/nopomatch

Non-parametric matching for decomposition of a binary treatment as described in Nopo, Hugo. "Matching as a Tool to Decompose Wage Gaps." The Review of Economics and Statistics 90. 2 (2008): 290-299

Primary LanguageStataMIT LicenseMIT

nopomatch

This repository contains the command nopomatch for Stata, which estimates the decomposition of a binary treatment using non-parametric matching as described in Nopo (2008). This methodology has often been used to decompose wage gaps and other gaps in outcomes for a binary treatment. In other words, this algorithm is useful to decompose the difference in means between two groups (treated v. control) controlling for covariates, restricting comparisions to the common support. This is what the original paper refers to as the unexplained gap, $\Delta_0$.

The program also decomposes the gap in the explanied component ( $\Delta_X$ ), and the components attributable to differences outside of the common support for treatment and control groups ( $\Delta_F$ and $\Delta_M$).

I worked with this methodology many years ago and made an extension of the offical do-file to allow the user decomposing the difference in means for binary outcomes as well, which the official do-file couldn't do properly. Useful information about this kind of decomposition methods can be found in Fortin et al. (2011), Kline (2011) and Sloczynski (2014).

To install the package and update it the following command can be used in Stata:

net install nopomatch, from (https://raw.githubusercontent.com/cfbalcazar/nopomatch/main/nopomatch/) replace force all

A relevant byproduct of nopomatch is the variable _match, which is produced after running the program on a dataset. This variable containes the non-parametric reweighting of the observations in the common support; i.e., a new set of weights. These weights can be used to perform doubly-robust estimation using the standard regression commants (reg, xtreg, reghdfe, ivreg2, etc.), specifying the matching weights as the weights for the regressions (e.g., including [aw=_match] in the regression command).
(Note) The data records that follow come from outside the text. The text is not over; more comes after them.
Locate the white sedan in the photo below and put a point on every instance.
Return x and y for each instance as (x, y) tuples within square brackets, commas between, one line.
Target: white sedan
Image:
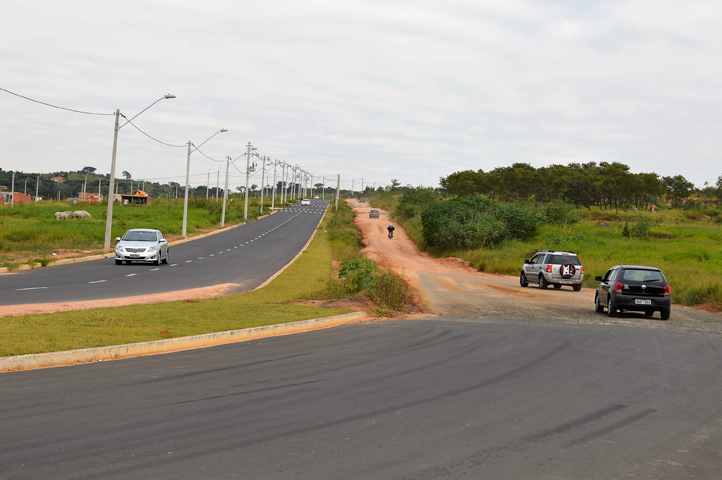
[(142, 245)]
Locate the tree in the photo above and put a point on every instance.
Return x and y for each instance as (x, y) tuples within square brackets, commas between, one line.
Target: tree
[(677, 188)]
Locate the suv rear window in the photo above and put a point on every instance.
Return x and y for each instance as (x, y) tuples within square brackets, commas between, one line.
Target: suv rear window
[(561, 259)]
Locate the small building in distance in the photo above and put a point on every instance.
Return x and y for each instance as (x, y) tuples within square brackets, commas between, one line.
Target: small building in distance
[(138, 197)]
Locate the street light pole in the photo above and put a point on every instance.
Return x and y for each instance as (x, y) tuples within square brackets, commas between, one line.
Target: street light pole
[(225, 193), (188, 171), (109, 215), (273, 198)]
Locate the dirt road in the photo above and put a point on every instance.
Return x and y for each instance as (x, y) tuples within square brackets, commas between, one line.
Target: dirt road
[(448, 286)]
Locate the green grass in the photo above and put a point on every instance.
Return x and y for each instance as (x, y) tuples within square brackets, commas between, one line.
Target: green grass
[(306, 278), (30, 230)]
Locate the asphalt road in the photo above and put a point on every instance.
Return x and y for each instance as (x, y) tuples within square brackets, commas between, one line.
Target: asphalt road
[(247, 255), (397, 399)]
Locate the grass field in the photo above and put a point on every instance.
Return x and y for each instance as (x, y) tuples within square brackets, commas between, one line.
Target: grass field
[(306, 278), (29, 232), (682, 244)]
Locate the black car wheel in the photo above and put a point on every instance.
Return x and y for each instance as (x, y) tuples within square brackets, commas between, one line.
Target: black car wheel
[(611, 311)]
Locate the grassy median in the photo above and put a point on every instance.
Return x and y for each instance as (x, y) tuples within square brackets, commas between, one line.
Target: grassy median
[(270, 305)]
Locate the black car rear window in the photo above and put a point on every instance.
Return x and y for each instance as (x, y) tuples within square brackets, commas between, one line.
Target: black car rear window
[(635, 275), (561, 259)]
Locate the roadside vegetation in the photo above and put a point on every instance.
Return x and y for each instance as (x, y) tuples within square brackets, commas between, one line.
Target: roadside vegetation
[(29, 233), (331, 268), (496, 235)]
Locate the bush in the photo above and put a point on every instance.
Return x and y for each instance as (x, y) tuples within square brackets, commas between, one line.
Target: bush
[(473, 221), (415, 201)]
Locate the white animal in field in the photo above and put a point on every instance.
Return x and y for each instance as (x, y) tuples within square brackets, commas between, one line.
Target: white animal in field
[(81, 214)]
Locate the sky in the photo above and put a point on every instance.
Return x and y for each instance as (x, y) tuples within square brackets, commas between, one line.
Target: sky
[(372, 90)]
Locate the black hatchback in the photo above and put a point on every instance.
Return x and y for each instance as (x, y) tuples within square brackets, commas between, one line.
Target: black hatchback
[(634, 288)]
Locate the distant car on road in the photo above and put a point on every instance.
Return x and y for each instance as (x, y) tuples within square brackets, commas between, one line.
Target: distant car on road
[(142, 245), (553, 268), (634, 288)]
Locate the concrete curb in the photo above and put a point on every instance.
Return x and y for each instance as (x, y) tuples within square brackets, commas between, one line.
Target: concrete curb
[(66, 261), (116, 352)]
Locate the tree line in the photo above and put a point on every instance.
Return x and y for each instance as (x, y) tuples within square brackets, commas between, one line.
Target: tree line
[(604, 184)]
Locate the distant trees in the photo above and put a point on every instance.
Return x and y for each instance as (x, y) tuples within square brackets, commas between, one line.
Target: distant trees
[(606, 184)]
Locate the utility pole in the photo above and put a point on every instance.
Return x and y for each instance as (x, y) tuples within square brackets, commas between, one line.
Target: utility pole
[(109, 215), (250, 151), (273, 198), (263, 179), (338, 189), (225, 193)]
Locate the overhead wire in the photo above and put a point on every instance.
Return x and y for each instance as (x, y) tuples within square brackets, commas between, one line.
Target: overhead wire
[(53, 106)]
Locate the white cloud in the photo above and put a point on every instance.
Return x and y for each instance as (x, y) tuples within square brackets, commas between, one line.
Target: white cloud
[(380, 90)]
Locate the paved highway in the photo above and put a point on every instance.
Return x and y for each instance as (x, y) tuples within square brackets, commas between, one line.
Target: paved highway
[(397, 399), (246, 255)]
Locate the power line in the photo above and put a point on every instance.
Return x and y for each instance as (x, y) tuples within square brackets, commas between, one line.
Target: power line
[(53, 106)]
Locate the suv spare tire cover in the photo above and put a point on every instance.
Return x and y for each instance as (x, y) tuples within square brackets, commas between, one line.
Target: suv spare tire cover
[(568, 270)]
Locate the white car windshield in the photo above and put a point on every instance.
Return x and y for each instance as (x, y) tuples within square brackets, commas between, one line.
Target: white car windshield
[(140, 236)]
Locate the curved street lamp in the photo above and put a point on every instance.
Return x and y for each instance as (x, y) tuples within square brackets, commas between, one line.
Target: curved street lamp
[(188, 169), (111, 187)]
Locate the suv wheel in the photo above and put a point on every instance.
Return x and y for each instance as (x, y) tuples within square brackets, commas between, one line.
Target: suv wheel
[(611, 311), (598, 306)]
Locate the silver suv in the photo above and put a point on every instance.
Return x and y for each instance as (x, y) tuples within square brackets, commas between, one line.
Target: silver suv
[(553, 268)]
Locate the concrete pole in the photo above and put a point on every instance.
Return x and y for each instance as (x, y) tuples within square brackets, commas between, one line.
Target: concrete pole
[(273, 198), (185, 200), (109, 215), (338, 189), (263, 180), (248, 176), (225, 193)]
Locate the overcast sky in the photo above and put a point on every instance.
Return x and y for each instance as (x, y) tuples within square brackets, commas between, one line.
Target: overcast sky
[(410, 90)]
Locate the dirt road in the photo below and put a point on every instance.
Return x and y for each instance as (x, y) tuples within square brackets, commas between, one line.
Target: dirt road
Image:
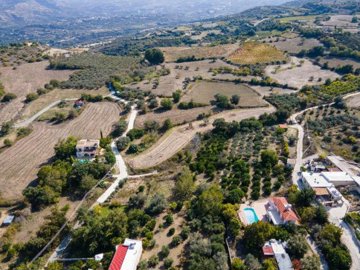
[(177, 138)]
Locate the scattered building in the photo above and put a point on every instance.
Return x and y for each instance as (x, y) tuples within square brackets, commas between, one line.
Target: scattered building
[(87, 148), (325, 191), (127, 256), (8, 220), (279, 211), (274, 248), (79, 103)]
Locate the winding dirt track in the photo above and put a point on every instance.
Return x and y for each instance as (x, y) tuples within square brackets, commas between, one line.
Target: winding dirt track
[(180, 136), (19, 164), (26, 79)]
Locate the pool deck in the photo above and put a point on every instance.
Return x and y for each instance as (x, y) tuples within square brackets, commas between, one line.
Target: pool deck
[(259, 208)]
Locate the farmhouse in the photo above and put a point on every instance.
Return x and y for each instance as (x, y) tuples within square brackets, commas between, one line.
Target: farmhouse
[(127, 255), (276, 249), (326, 193), (87, 148), (279, 211)]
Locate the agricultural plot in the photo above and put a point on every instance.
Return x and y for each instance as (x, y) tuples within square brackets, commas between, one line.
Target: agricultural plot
[(19, 164), (343, 22), (27, 78), (298, 73), (257, 53), (166, 85), (338, 62), (354, 102), (175, 115), (174, 53), (177, 138), (335, 131), (203, 92), (58, 94), (293, 45)]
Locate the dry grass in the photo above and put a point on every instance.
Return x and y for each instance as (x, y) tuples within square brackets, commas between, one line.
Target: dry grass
[(177, 138), (336, 62), (174, 53), (293, 45), (27, 78), (55, 95), (170, 83), (175, 115), (354, 102), (253, 53), (203, 92), (20, 163), (297, 74)]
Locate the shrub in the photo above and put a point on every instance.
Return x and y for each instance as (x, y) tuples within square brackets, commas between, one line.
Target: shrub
[(8, 97), (31, 97)]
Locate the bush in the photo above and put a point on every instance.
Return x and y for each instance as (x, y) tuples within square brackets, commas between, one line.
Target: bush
[(122, 143), (175, 241), (31, 97), (8, 143), (8, 97), (154, 56), (166, 104)]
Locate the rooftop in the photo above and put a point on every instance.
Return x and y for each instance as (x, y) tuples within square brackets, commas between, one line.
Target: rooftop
[(337, 176), (127, 255), (88, 143), (315, 180)]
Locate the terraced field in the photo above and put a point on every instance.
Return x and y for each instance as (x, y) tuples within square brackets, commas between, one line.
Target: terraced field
[(256, 53), (25, 79), (174, 53), (177, 138), (19, 164)]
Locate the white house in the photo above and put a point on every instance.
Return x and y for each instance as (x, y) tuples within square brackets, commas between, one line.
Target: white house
[(87, 148), (325, 191), (276, 249), (127, 256)]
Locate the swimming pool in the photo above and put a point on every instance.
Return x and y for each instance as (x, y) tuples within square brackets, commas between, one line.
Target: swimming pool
[(250, 215)]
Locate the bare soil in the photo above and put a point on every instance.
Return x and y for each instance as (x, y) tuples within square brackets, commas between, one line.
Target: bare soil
[(297, 74), (178, 137), (174, 53), (204, 91), (19, 164), (25, 79), (178, 72), (293, 45), (175, 115)]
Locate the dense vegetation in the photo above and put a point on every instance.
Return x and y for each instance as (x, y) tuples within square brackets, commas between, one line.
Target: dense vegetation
[(95, 70), (65, 176)]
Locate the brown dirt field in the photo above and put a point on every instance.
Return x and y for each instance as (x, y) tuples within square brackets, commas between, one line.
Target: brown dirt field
[(174, 53), (170, 83), (177, 116), (354, 102), (335, 62), (204, 91), (19, 164), (162, 239), (293, 45), (253, 53), (178, 137), (299, 76), (55, 95), (27, 78)]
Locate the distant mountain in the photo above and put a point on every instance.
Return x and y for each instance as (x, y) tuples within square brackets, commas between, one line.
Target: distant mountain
[(71, 22), (25, 12)]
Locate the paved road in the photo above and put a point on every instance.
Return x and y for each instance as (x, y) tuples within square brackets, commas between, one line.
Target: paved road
[(31, 119), (300, 142)]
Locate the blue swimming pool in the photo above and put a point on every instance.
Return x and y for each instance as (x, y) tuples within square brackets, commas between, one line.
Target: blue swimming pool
[(250, 215)]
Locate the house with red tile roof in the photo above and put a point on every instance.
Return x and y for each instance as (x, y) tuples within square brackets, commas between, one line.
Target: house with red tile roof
[(127, 256), (279, 211)]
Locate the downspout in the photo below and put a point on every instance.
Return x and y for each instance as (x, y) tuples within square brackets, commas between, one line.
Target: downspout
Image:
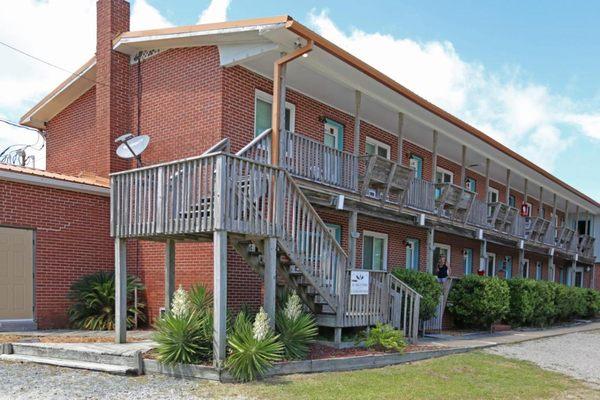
[(279, 96)]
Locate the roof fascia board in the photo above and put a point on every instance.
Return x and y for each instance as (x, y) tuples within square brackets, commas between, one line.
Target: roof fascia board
[(333, 49), (28, 120), (234, 54), (54, 183)]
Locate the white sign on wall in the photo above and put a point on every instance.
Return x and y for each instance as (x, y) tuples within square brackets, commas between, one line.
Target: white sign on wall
[(359, 282)]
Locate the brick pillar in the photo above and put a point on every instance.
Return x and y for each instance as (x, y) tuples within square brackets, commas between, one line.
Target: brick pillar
[(112, 91)]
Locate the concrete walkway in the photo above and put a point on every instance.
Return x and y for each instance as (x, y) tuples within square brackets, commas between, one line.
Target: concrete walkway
[(479, 340)]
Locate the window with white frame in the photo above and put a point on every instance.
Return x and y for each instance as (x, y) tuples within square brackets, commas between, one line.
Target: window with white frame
[(263, 103), (412, 254), (538, 270), (374, 146), (375, 251)]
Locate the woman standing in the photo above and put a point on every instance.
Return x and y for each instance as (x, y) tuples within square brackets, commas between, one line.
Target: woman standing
[(443, 271)]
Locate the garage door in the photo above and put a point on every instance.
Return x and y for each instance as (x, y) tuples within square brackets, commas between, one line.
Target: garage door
[(16, 273)]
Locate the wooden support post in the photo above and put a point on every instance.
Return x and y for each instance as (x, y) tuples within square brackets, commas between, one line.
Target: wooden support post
[(169, 273), (521, 262), (400, 138), (357, 103), (525, 191), (507, 202), (434, 157), (352, 227), (219, 297), (463, 167), (483, 256), (120, 290), (430, 249), (541, 205), (270, 274)]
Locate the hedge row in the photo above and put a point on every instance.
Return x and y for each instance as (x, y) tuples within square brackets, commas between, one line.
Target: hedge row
[(479, 301)]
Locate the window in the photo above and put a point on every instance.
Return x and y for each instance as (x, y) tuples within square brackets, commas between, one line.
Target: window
[(578, 277), (471, 184), (373, 146), (529, 208), (416, 163), (493, 195), (441, 250), (468, 261), (538, 271), (507, 267), (412, 254), (333, 135), (525, 268), (442, 176), (491, 264), (262, 113), (374, 251), (336, 231), (583, 227)]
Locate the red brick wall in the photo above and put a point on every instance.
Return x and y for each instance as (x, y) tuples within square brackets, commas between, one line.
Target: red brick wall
[(72, 240), (71, 143)]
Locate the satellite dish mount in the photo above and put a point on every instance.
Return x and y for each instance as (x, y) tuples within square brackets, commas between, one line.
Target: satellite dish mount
[(132, 146)]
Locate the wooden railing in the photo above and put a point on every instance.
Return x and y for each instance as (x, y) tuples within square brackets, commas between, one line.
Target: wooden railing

Since this is a non-parametric technique, keep in mind that it is subject to the curse of dimensionality; i.e., the size of the common support falls with the number of controls included. It may also be sensitive to the identity of the treatment/control group: if observations in A (B) are designated as the treatment (control) group, the decomposition may give different results in comparison to the results obtained if the observations in B (A) are designated as the treatment (control) group; this occurs as a result of the reweighting.